1. 核心概念の分析 (Key Concept)
地域包括ケアシステムとは、重度の要介護状態となっても、住み慣れた地域で自分らしい暮らしを人生の最後まで続けることができるよう、
住まい・医療・介護・予防・生活支援が一体的に提供される体制です。この実現には、
最重要! 病院完結型から地域完結型への医療の転換が不可欠であり、多様な職種が「顔の見える関係」で連携する
チームアプローチ (Team Approach) が求められます。
2. 正解の根拠 (Answer Rationale)
最重要! 臨床検査技師 (Clinical Laboratory Technologist) は、主に
病院や検査センターにおいて、医師の指示のもと検体検査や生理機能検査(心電図、超音波検査など)を実施する職種です。その業務特性上、患者の生活の場に直接赴き、日常生活に根ざしたケアを提供する地域包括ケアチームの中心的な構成員とはなりません。
3. 誤答の分析 (Distractor Analysis)
①
医療ソーシャルワーカー (Medical Social Worker):
混同注意! 退院支援、社会資源の活用、経済的問題の相談など、病院から在宅への移行期および在宅生活の継続において
欠かせない中核的メンバーです。
②
理学療法士 (Physical Therapist): 在宅での運動機能回復訓練、日常生活動作 (ADL) 訓練、住宅改修のアドバイスなど、在宅生活を支える
リハビリテーション専門職としてチームに必須です。
③
薬剤師 (Pharmacist): 在宅訪問による服薬管理、残薬整理、多剤併用の整理、医師への処方提案など、
在宅医療の薬物療法の要です。
⑤
介護支援専門員 (ケアマネジャー) (Care Manager): 介護保険サービスの
ケアプラン作成の中核を担い、チームの調整役として最も重要な職種の一つです。
4. 関連概念の整理 (Related Concepts)
地域包括ケアシステムの5つの構成要素「
住まい・医療・介護・予防・生活支援」を理解すると、どの職種がどの要素に貢献するかが明確になります。医療に偏らず、生活全体を支える視点が重要です。
概念整理
| カテゴリ | 対象職種 | 在宅/施設での主な役割 |
| 医療系 | 医師、歯科医師、看護師、薬剤師 | 訪問診療、訪問看護、服薬管理 |
| リハビリ系 | 理学療法士、作業療法士、言語聴覚士 | 機能訓練、ADL訓練、摂食・嚥下訓練 |
| 介護・福祉系 | 介護支援専門員、介護福祉士、社会福祉士 | ケアプラン作成、身体介護、相談支援 |
| 生活支援系 | 管理栄養士、歯科衛生士 | 栄養指導、口腔ケア |
| 主に病院 | 臨床検査技師、診療放射線技師 | 生活の場での直接的ケア提供は稀 |
一目で比較!
地域包括ケアシステム (Community-based) vs
病院完結型医療 (Hospital-based) の違いをチーム構成の視点で比較します。
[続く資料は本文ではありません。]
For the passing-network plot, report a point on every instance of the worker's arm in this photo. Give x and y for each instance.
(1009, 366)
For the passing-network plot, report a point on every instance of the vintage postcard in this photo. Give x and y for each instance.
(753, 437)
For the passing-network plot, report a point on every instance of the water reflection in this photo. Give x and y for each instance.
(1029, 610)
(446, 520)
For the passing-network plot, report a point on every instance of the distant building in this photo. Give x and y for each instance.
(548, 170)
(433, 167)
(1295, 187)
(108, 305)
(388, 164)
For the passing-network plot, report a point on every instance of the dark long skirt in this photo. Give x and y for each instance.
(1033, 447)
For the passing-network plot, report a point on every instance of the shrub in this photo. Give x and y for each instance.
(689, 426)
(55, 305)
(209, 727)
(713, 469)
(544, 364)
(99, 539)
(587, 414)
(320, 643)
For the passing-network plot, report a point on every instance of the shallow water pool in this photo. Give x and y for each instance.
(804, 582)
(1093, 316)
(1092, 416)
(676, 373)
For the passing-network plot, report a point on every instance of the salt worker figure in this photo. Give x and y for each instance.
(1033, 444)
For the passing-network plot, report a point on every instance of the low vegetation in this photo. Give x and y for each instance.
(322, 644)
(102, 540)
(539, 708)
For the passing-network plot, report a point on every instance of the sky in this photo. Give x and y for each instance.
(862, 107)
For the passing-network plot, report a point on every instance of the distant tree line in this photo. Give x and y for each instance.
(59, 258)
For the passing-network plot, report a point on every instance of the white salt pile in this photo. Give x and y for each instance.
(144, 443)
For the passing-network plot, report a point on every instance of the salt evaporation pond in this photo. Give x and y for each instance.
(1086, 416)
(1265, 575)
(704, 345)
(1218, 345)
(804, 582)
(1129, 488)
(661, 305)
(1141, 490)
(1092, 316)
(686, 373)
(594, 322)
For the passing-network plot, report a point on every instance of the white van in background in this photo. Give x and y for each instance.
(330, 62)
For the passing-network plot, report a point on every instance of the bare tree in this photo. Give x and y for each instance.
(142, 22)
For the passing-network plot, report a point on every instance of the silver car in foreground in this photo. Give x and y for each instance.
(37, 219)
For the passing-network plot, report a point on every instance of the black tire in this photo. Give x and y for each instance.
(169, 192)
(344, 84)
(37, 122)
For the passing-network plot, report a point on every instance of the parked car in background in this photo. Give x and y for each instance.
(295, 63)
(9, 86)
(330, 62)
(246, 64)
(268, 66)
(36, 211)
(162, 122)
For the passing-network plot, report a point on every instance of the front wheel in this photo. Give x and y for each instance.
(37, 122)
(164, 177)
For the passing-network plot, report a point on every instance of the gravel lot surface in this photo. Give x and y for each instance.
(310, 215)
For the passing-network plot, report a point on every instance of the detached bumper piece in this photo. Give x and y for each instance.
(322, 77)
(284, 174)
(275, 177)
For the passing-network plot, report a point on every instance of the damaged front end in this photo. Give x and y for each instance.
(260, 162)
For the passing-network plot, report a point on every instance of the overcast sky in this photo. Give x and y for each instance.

混同注意! 病院では臨床検査技師や診療放射線技師が必須ですが、地域包括ケアでは、生活機能や日常生活を直接支援する職種が中心となります。
看護過程ポイント
看護師は、地域包括ケアチームにおいて
「医療」と「生活」の橋渡し役です。アセスメントでは、疾患管理だけでなく、その人の生活全体(ADL、IADL、家族背景、住環境)を評価し、必要な社会資源につなぐことが求められます。
暗記のコツ
「地域に出向くことがあるか?」をイメージしましょう。薬剤師は「訪問薬剤管理指導」、理学療法士は「訪問リハビリ」、社会福祉士やケアマネジャーは事務所外での面談が必須です。一方、検体を機械で分析する
臨床検査技師は、検査室を離れることは稀だと覚えましょう。
国試頻出ポイント
このテーマは、
健康支援と社会保障制度 の分野で頻出です。特に、地域包括ケアシステムの定義、5つの構成要素、多職種連携における各職種の役割は、状況設定問題としても出題されます。
出題パターン注意!
単純な職種の識別だけでなく、「退院調整カンファレンスの事例」として出題されます。ある患者にとってどの職種の介入が最も優先度が高いかを問う問題に発展するため、各職種の専門性を深く理解しておきましょう。